An annular eclipse is happening on Oct. 14, and while D.C. is nowhere near the heart of the eclipse, you’ll get a glimpse. At 1:18 p.m., around 30% of the sun will be covered by the moon. Here’s what you need to know about the “Ring of Fire.”
⭕️ What’s an Annular Eclipse?
An annular eclipse occurs when the moon passes between the sun and Earth, when it’s at its farthest point from Earth. It creates a “ring of fire”-looking effect, with the moon covering the sun. In D.C., we see the sun become a crescent shape as it is partially covered.
⭕️ Viewing Tips
It’s not going to last long — only about 2.5 hours, from around 1 p.m. to 2:30-ish. The peak will be at 1:18 p.m.

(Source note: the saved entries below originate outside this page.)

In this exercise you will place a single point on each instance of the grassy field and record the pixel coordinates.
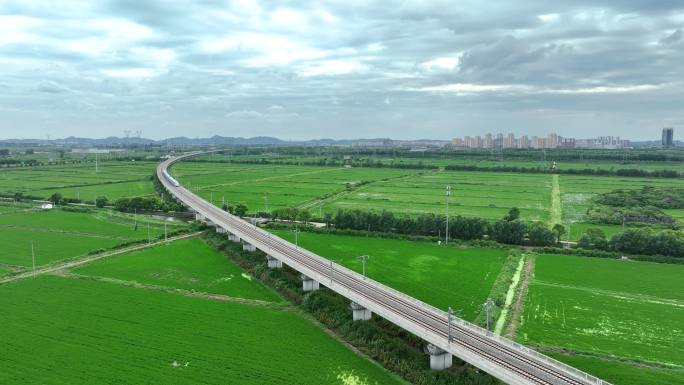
(620, 373)
(439, 275)
(58, 234)
(113, 180)
(187, 264)
(104, 333)
(265, 188)
(487, 195)
(627, 309)
(458, 159)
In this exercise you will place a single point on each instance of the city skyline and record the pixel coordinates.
(338, 69)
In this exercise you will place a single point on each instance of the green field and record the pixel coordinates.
(487, 161)
(441, 276)
(104, 333)
(58, 234)
(186, 264)
(626, 309)
(81, 181)
(620, 373)
(265, 188)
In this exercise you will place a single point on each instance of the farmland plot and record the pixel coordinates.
(97, 332)
(441, 276)
(186, 264)
(626, 309)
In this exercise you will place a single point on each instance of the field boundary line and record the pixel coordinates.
(91, 258)
(46, 230)
(615, 293)
(519, 305)
(556, 214)
(178, 291)
(607, 357)
(267, 178)
(510, 295)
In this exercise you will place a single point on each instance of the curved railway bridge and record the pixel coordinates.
(498, 356)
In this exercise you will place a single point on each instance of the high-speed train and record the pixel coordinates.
(171, 179)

Don’t stare directly at the eclipse without proper eye protection, as it can cause permanent eye damage. A regular pair of sunglasses (or even 10) won’t work; you need special solar eclipse glasses. You can also view it with a DIY binocular setup, but be careful!
⭕️ Eclipse Extravaganzas
The National Air and Space Museum is hosting an eclipse-themed family event from 10 a.m. - 2 p.m., with safe solar viewing gear, music, demonstrations, planetarium shows, and more. The museum’s center in Chantilly will also be hosting a viewing party with a filtered telescope.